Charles Wright Mills atau lebih dikenal dengan C. Wright Mills, lahir dan dibesarkan di Texa. Ia lahir pada 28 Agustus 1916, ayahnya bekerja sebagai pialang asuransi dan ibunya mengurus rumah tangga.Â
Pada masa itu, keluarga mills dapat dikategorikan sebagai kelas menengah konvensional. Pada tahun 1939, Mills berhasil meraih gelar master di Universitas Texas pada usianya yang ke-23 tahun. Pada tahun itu juga, Mills melanjutkan pendidikannya di Universitas Wiscounsin dan meraih gelar Ph. D. pada tahun 1941.
Mills memulai karir profesionalnya di Universitas Maryland, College Park pada tahun yang sama saat ia mendapat gelar Ph. D. sebagai Associate Professor of Sociology selama empat tahun. Mills kemudian mengambil pekerjaan sebagai dosen di Universitas Columbia pada tahun 1946, lalu menghabiskan karirnya di sana hingga wafat pada tahun 1962 karena serangan janting di usianya yang menginjak 45 tahun.

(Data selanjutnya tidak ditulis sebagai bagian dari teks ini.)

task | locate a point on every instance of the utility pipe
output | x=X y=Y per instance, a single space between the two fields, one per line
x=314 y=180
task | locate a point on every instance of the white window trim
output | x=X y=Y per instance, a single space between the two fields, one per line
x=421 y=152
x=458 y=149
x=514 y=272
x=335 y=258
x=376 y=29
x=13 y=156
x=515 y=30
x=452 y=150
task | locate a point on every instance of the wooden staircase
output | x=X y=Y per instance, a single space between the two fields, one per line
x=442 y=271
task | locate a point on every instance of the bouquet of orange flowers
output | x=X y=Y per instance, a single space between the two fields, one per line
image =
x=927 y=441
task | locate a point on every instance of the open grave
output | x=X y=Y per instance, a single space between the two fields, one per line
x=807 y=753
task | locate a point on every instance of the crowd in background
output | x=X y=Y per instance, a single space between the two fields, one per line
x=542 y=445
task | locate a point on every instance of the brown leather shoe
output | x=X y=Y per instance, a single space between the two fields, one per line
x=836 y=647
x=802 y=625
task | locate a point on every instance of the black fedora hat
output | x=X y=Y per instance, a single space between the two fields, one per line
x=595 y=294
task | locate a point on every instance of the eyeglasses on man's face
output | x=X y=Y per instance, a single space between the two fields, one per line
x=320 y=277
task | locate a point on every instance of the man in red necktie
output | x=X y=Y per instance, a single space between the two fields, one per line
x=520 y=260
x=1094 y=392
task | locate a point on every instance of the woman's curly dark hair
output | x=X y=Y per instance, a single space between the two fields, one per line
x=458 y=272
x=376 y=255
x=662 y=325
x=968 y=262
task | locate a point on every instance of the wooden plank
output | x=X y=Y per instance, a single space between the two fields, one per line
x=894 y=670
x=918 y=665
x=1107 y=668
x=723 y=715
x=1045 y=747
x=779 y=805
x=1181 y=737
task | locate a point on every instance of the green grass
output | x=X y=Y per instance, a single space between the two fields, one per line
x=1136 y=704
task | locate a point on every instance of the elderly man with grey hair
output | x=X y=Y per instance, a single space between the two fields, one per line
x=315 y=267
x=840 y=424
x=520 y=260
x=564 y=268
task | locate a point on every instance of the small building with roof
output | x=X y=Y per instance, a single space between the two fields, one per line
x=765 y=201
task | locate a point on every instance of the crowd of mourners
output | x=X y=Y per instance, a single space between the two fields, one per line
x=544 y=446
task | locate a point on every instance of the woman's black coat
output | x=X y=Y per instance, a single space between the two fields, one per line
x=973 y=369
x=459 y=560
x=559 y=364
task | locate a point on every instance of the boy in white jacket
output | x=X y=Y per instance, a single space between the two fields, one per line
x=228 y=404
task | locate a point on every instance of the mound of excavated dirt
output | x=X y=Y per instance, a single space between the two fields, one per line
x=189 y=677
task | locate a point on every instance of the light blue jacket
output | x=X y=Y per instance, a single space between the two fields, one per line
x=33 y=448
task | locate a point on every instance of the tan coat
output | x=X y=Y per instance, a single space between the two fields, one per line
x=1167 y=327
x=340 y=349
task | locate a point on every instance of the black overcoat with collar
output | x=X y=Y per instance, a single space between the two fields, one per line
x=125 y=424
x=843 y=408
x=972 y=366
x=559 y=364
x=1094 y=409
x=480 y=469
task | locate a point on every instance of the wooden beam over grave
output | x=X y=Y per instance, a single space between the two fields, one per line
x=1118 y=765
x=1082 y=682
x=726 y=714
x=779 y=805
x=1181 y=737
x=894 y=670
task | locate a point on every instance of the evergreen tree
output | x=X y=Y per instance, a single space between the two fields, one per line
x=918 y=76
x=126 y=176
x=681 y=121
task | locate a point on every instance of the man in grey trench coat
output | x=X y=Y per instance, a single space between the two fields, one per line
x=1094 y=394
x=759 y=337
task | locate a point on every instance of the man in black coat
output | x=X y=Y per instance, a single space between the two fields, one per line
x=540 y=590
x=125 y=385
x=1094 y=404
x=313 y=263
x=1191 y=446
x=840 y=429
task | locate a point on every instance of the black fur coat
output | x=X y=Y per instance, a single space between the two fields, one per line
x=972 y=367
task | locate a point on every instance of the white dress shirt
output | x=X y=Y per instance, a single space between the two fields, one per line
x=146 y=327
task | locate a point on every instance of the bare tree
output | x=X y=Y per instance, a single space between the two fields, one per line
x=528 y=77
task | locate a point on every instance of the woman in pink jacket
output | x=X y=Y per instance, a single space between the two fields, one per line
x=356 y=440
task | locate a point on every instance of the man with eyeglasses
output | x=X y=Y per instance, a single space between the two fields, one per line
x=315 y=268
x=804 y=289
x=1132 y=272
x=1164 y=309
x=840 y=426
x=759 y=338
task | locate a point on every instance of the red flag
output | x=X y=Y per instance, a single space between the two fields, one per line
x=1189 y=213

Fokus utama dari pemikirannya adalah pembahasannya mengenai ketidaksetaraan sosial, kelas-kelas menengah, serta kekuatan elit dan kuasanya terhadap masyarakat pada saat itu, khususnya di Amerika.
Dominasi Elit & Karyawan Kerah Putih
Mills berpijak pada konsep rasionalisasi ala Max Weber dalam hampir setiap analisisnya. Dalam bukunya yang berjudul The Power of Elite (1956) misalnya, dapat dilihat bahwa Mills mencoba untuk menunjukkan bagaimana Amerika didominasi oleh tiga jenis penguasa, yaitu pengusaha, politisi, dan pemimpin militer. Tiga jenis elit tersebut, menurut Mills membentuk satu tujuan yang bersifat kohesif, sehingga ada hubunngan timbal balik antara kekuasaan politik, ekonomi, dan militer. Akibatnya, keputusan-keputusan atau kebijakan penting di sana (Amerika) tidak didasari oleh kesadaran kolektif masyarakat, melainkan kepentingan-kepentingan dari tiga elit tersebut.
Dari analisinya terhadap kelas-kelas teratas, ia memperluas pembahasannya kepada kelas menengah yang muncul dan tumbuh pada masa itu, yaitu apa yang disebut Mills sebagai kerah putih. Kerah putih merupakan bagian dari kelas menengah pekerja-pekerja yang semakin kehilangan kekuatan pribadinya yang ditandai oleh keterasiangan kerja.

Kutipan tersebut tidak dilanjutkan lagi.